Similarly,  such a mechanism could explain numbness or pain at the trigeminal nerve, facial weakness or spasm in the facial nerve, and dysgeusia.

Transient visual changes, visual blurring, or visual field defects attributed to the stretching of the optic apparatus over the pituitary fossa.

In addition, stretching of cervical nerve roots could be implicated as a cause of the radicular arm pain or arm numbness occasionally found in patients with spontaneous intracranial hypotension. 

Possibly, the disturbances in hearing or balance is due to  change in CSF pressure is directly transmitted to that in the cochlea or labyrinth.

Rarely, severe sagging of the brain may result in coma from diencephalic or hind brain herniation, parkinsonism and dementia.

More subtle cognitive deficits are underrecognized and may not be appreciated until cognition improves following successful treatment of the spinal CSF leak.

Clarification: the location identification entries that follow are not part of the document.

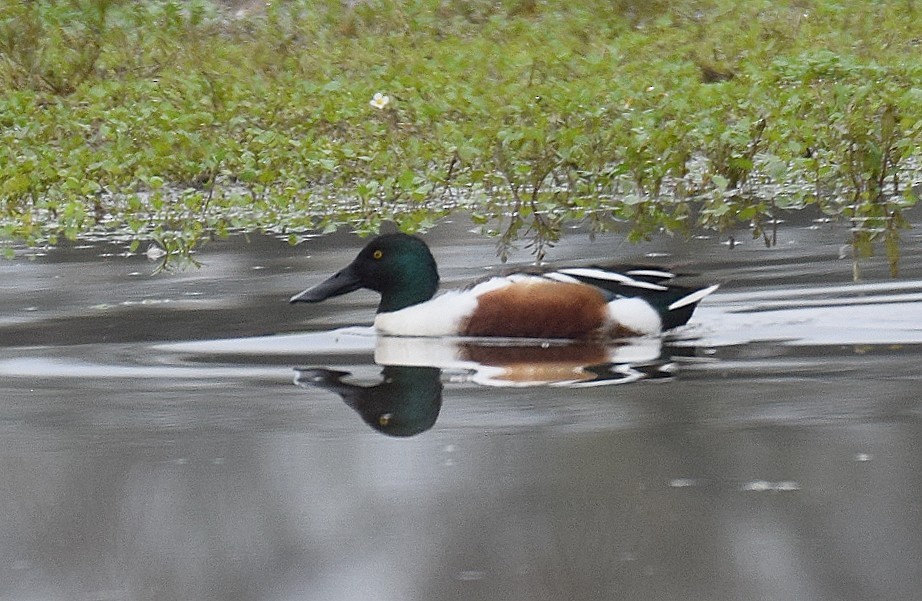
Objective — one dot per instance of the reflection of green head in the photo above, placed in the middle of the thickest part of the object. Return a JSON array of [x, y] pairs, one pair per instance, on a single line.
[[405, 403]]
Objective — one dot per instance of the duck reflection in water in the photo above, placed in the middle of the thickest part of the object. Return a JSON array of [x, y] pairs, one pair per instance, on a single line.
[[405, 403], [408, 398]]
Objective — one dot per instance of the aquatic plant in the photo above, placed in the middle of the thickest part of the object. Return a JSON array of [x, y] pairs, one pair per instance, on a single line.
[[176, 122]]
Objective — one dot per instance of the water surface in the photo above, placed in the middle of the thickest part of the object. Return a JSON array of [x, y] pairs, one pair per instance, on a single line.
[[158, 441]]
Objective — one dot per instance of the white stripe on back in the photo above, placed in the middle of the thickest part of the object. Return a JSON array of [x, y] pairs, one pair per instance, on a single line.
[[610, 276]]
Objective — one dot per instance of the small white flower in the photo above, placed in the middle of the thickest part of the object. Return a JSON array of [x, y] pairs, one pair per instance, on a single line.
[[379, 101]]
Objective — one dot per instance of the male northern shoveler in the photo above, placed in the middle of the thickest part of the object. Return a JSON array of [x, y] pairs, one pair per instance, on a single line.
[[572, 303]]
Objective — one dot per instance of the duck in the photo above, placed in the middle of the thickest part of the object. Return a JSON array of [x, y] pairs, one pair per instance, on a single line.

Lumbar Puncture findings: 

opening pressure at the time of lumbar puncture of less than 60 mm of water with normal, 65-195 mm of water.

Occasionally with SIH a dry tap is initially encountered, and CSF can only be obtained with aspiration using a syringe, with the patient in an upright position, or with a Valsalva maneuver. 

Difficulties in obtaining a CSF sample May lead to a traumatic tap, contributing to the confusion with regard to a diagnosis of subarachnoid hemorrhage. 

The CSF often demonstrates elevated protein content and pleocytosis, which is primarily lymphocytic.

The CSF white blood cell count may exceed 200 white blood cells per milliliter, a finding that may be confused with infectious meningitis.

Brain MRI has now supplanted lumbar puncture as the diagnostic study of choice in the initial evaluation of patients suspected of having spontaneous intracranial hypotension. 

Brain MRI imaging features of intracranial hypotension are: enhancement of the pachymeninges, downward sagging displacement of the brain, and subdural fluid collections.

Subdural fluid collections are common, with most of these fluid collections being bilateral.

Subdural fluid collections are usually  thin, and do not cause any appreciable mass effect. 

Rarely,  large symptomatic, subdural hematomas require surgical evacuation.

Brain sagging is a very specific finding of spontaneous intracranial hypotension identified by features: effacement of the suprasellar cistern, bowing of the optic chiasm over the pituitary fossa, flattening of the pons against the clivus, and downward displacement of the cerebellar tonsils. 

The displacement of the cerebellar tonsils may be mistaken for a Chiari I malformation.

Pachymeningeal enhancement on magnetic resonance imaging is diffuse, only involves the pachymeninges (dura mater), and spares the leptomeninges.

Reactive hyperemia of the pituitary gland may also be seen.

Reactive hyperemia of the pituitary gland may mimic a pituitary tumor.

When CSF volume is low, it may result in compensatory enlargement of the spinal epidural venous plexus, which may become symptomatic and mimicking  neoplastic, inflammatory, or degenerative disc diseases.

MRI findings may be associated with diagnostic confusion with neoplastic, inflammatory, or granulomatous disease. 

Patients with spontaneous intracranial hypotension have undergone a meningeal biopsy due to the diagnostic confusion.

SIH responds to bed rest, increased intake of oral fluids, and the administration of caffeine, glucocorticoid medication, or mineralocorticoid agents. 

For persistent spontaneous intracranial hypotension, the placement of lumbar epidural blood patches, using approximately 10 to 15 mL of blood is efficacious.

Computed tomographic myelography can confirm and localize the CSF leak. 

Most CSF leaks are in the cervical or thoracic spine. 

High-volume (20-40 mL) thoracolumbar epidural blood patch occurs with the patient being placed supine in the Trendelenburg position for 20 to 30 minutes, followed by the prone position for a similar time period, allowing blood to travel over many spinal segments toward the site of the CSF leak. 

A directed epidural blood patch or percutaneous placement of fibrin glue is another consideration.

Surgical treatment is reserved for  patients who have failed more conservative measures.

Computed tomographic myelography is the diagnostic test to  precisely localize the CSF leak.

For most patients the diagnosis of SIH is missed initially and the diagnostic delay is significant.